Austrian ski instructor

Johann "Hannes" Schneider (24 June 1890 - 26 April 1955) was an Austrian ski instructor of the first half of the 20th century, famous for pioneering the Arlberg technique of instruction. Many consider him the Father of Modern Day Skiing. A statue of him in North Conway, New Hampshire, states the very same claim.

==Biography==
Schneider was born in the town of Stuben am Arlberg in Austria, the son of a farmer who also kept a few cows that provided fresh milk for local cheesemakers. His father was also a road supervisor tasked with keeping the crucial Arlberg Pass open during the winter months. It was his father's hope that Hannes would become a cheesemaker.

Hannes first observed skiing in 1893 when Viktor Sohm visited the town of Stuben. Legend has it that Schneider made his first pair of skis from an old barrel; in reality, he took measurements of Sohm's skis and had a local barrel maker craft him a pair. Sohm took Schneider under his wing during his winter visits to the Arlberg region. Schneider became more proficient on his skis and soon gained a reputation for his skills, winning many local races.

In 1907, he was offered a spot as an apprentice cheesemaker, much to the delight of his parents. However, an offer to teach skiing at a hotel in Les Avants, Switzerland opened his family's eyes to the possibility that one could make a living skiing. At the time the hotel had a vibrant summer business but few visitors in the winter.

Word of the offer spread throughout the towns of the region and he was offered a similar arrangement at the Hotel Post in St Anton am Arlberg. Karl Schuler, owner of the Hotel Post, knew this was an opportunity to position St Anton as a major ski resort for the growing sport.

While at St Anton, Schneider developed the basics of ski instruction known as the "Hannes Schneider Arlberg Ski Technique and Method of Teaching", or simply the Arlberg technique. This technique is still used today as a foundation for teaching alpine skiing. Many of the early pioneers of alpine skiing passed through Schneider's school as instructors, including Luggi Foeger, Rudi Matt, Benno Rybizka, and Otto Lang, who went on to open Hannes Schneider ski schools in the United States at Mount Rainier, Mount Hood, and Mount Baker and ran the Sun Valley Ski School for many years.

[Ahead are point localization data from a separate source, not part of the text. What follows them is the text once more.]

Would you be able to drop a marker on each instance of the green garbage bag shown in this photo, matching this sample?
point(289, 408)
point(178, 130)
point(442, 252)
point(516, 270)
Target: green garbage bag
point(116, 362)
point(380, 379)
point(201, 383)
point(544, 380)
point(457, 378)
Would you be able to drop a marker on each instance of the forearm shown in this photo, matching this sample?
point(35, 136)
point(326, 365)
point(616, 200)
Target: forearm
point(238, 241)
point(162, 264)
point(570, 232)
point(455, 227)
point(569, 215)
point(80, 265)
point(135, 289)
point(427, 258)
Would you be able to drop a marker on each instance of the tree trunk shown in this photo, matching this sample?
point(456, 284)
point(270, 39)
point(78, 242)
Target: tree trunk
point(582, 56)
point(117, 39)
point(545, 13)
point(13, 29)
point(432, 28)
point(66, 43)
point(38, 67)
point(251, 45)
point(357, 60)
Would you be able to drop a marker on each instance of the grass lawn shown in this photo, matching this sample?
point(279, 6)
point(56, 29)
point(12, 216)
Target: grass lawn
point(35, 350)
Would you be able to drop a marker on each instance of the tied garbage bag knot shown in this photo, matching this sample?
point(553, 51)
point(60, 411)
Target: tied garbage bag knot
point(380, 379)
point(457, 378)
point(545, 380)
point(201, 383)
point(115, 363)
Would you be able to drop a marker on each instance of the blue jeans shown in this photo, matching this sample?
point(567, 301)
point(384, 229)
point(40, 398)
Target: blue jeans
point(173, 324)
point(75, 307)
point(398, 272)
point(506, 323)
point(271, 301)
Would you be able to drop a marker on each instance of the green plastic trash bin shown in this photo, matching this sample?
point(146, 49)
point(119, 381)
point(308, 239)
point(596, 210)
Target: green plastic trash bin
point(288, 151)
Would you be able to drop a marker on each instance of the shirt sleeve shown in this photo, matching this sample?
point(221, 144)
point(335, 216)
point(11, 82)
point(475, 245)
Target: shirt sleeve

Schneider was drafted into the Austrian Army in 1908, but was reassigned to the reserves after a few months. The town fathers of St Anton claimed that his ski school had become crucial in the Arlberg region. Schneider did serve as a ski instructor for the Austrian Army during the First World War, after which he returned to the Hotel Post. In 1920, he appeared in a documentary film based on the Arlberg technique, and formed a semi-independent ski school where by 1924 he had formalized his method of instruction. In 1928, he helped organize the international Arlberg-Kandahar alpine race at St. Anton.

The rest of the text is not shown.